Jon Meacham writes “Of God and Gays and Humility,” an opinion piece, in Time (July 30). He makes an astounding assertion: “If we interpreted all Scripture at the same level of authority, however, we would be more open to slavery, to the subjugation of woman, to wider use of stoning. Jesus himself spoke against divorce in the strongest of terms. Yet we have — often gradually — chosen to interpret the Bible in light of not only tradition but also reason and history.”
The Bible is not the Bible if we are not willing to accept it as a gestalt or the integrity of the whole. We cannot take a single statement out of its context and build a concept on it alone. Though the Bible is not the “pack of lies” one man told me he knows it is, it does contain several packs of lies. It starts with Adam’s lie about eating the “forbidden fruit,” continues by reporting lies of any number of people throughout history — the grandest of all being those Satan told Jesus on the Mount of Temptation. The Bible does not lie, but is certainly gives historically truthful accounts of the lies people have told. The authority lies not in the lies but what the context says about lying and liars.
The moral authority of the Bible is expressed by the integrity and continuity of immediate contexts and by the whole. There are many levels of truth recorded within, and the task of hermeneutics is to identify and assess accordingly. We find many truths within the Bible, but the Truth comes from the whole.
I have also shown here slaveholders read slavery into the Bible and ignored its prohibitions but they did not find it there. This notion seems to be a favorite of some today and they cling to the presumptiion against the facts. Likewise, extra-biblical subjugation of women came from both a misunderstanding and misapplication of the biblical role of women. Stoning was the provision of a deterrent rather than a standard practice. Divorce was never desirable, usually preventable, but reasonable provision was made for it when the lesser of evils. Meacham is factually wrong on every count.
When he rejoices that “we have chosen to interpret the Bible,” he betrays a more fatal error. Understanding any authoritative writing is not a matter of how we choose to interpret it, but what it says and what it means. This is why our Constitution requires the Supreme Court to rule if even Congress has misinterpreted the Constitution and misapplied it into federal laws. Authority is inherent in the document, not the choice of those subject to it.
Again, no one is legally or civically required to believe the Bible or any part of it. What is logically and morally required is that if a person professes to accept the Bible as the Bible, he or she is obliged to obey it.

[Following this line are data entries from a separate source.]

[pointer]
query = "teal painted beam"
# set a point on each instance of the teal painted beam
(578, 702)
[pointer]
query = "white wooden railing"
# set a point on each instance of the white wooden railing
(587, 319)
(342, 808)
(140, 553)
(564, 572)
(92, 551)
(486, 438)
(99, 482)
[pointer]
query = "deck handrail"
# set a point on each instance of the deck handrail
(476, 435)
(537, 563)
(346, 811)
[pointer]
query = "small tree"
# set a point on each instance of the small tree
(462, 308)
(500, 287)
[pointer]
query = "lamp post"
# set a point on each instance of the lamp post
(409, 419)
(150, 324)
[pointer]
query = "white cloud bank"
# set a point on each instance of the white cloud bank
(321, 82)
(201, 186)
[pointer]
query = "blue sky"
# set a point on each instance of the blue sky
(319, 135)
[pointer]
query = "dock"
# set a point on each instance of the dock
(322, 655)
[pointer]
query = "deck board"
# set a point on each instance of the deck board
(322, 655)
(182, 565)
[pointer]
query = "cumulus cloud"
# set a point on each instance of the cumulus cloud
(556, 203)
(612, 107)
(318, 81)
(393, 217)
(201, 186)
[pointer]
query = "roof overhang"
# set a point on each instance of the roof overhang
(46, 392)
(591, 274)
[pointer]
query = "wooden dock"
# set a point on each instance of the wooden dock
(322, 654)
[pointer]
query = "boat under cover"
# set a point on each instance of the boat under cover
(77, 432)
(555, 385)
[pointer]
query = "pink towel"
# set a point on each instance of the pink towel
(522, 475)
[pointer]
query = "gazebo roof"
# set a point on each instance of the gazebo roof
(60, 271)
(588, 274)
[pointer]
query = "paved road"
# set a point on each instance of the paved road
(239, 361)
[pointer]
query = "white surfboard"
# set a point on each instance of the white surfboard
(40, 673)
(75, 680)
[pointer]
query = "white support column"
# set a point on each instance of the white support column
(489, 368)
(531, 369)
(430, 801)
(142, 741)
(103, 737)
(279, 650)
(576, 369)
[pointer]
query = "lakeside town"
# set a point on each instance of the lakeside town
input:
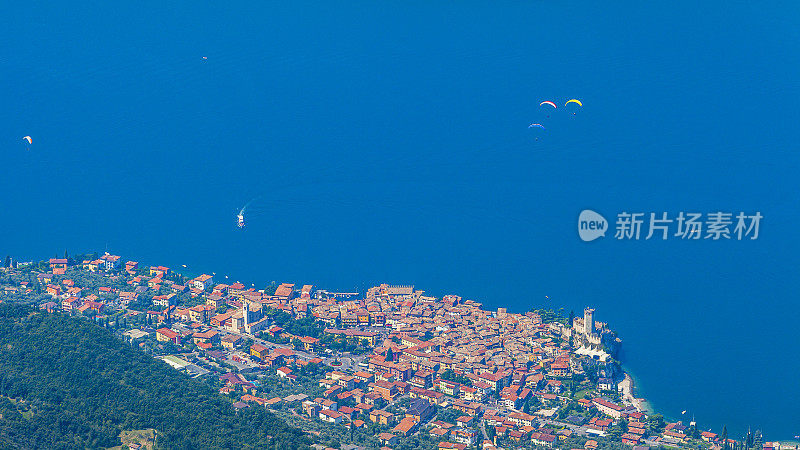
(391, 367)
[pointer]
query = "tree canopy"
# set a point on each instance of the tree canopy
(68, 383)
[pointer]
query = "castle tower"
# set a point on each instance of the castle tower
(246, 315)
(588, 321)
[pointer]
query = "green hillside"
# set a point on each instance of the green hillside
(68, 383)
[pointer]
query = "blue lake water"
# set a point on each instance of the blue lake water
(389, 143)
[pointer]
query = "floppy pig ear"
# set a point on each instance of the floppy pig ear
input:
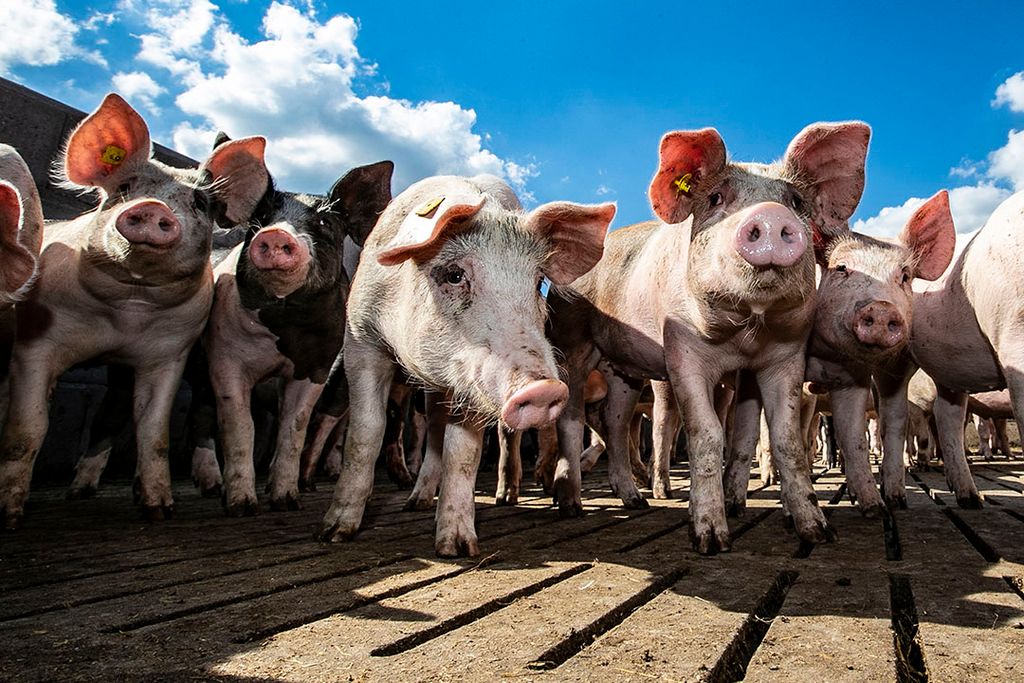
(931, 236)
(425, 229)
(829, 158)
(240, 175)
(685, 158)
(17, 265)
(360, 196)
(576, 232)
(107, 144)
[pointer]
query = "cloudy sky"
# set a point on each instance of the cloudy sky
(565, 99)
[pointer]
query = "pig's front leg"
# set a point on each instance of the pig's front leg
(617, 415)
(509, 466)
(742, 443)
(666, 430)
(849, 408)
(370, 373)
(780, 390)
(456, 535)
(429, 477)
(950, 413)
(237, 439)
(893, 411)
(155, 389)
(31, 383)
(296, 407)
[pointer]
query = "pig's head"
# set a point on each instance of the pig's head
(17, 265)
(154, 218)
(295, 242)
(479, 273)
(753, 226)
(864, 298)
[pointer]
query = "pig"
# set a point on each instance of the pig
(129, 283)
(966, 335)
(723, 281)
(861, 332)
(279, 311)
(451, 289)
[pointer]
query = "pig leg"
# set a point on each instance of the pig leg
(237, 432)
(849, 406)
(155, 389)
(456, 534)
(322, 427)
(31, 384)
(429, 477)
(893, 418)
(617, 415)
(950, 411)
(298, 399)
(509, 466)
(743, 443)
(780, 391)
(547, 457)
(370, 374)
(666, 429)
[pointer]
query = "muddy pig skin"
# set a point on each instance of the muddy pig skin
(861, 331)
(450, 288)
(725, 281)
(127, 283)
(968, 336)
(280, 311)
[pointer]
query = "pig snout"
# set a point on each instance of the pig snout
(535, 404)
(276, 249)
(148, 222)
(770, 235)
(880, 324)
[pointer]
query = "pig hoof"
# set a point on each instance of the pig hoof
(457, 547)
(156, 513)
(710, 542)
(81, 493)
(245, 508)
(289, 502)
(970, 502)
(735, 509)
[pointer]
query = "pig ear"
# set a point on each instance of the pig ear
(240, 176)
(17, 265)
(107, 145)
(686, 157)
(931, 236)
(425, 229)
(829, 159)
(360, 196)
(576, 232)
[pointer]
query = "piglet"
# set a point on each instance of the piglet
(451, 289)
(129, 283)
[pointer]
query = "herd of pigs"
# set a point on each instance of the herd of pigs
(749, 293)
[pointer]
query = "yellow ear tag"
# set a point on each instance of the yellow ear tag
(683, 183)
(113, 155)
(426, 209)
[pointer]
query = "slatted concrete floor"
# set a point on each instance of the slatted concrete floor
(90, 593)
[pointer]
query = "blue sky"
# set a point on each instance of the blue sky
(566, 99)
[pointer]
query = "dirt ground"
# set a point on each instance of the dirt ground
(90, 593)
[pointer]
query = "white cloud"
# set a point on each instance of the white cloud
(296, 86)
(970, 205)
(139, 87)
(37, 35)
(1011, 93)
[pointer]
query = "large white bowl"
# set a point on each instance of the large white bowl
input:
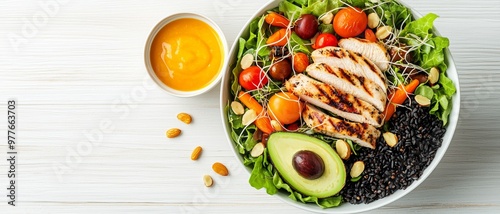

One can believe what Jesus said and disbelieve what Moses wrote, but such does not believe the Bible.
For a person who supposes he knows better than the Bible, there is logic to taking the stance that because the Bible speaks for marriage and, therefore, against homosexuality, he will accept nothing from the Bible and dismiss it entirely. He is on weak logical footing to say he rejects what the Bible stipulates on marriage but accepts everything else. But the person who says she believes the Bible but claims it does not speak against homosexuality because she chooses not to accept this teaching understands neither belief nor the Bible.
Not to believe the Bible as a whole may be borrowing from the Bible, but it is not belief in the Bible as the Bible.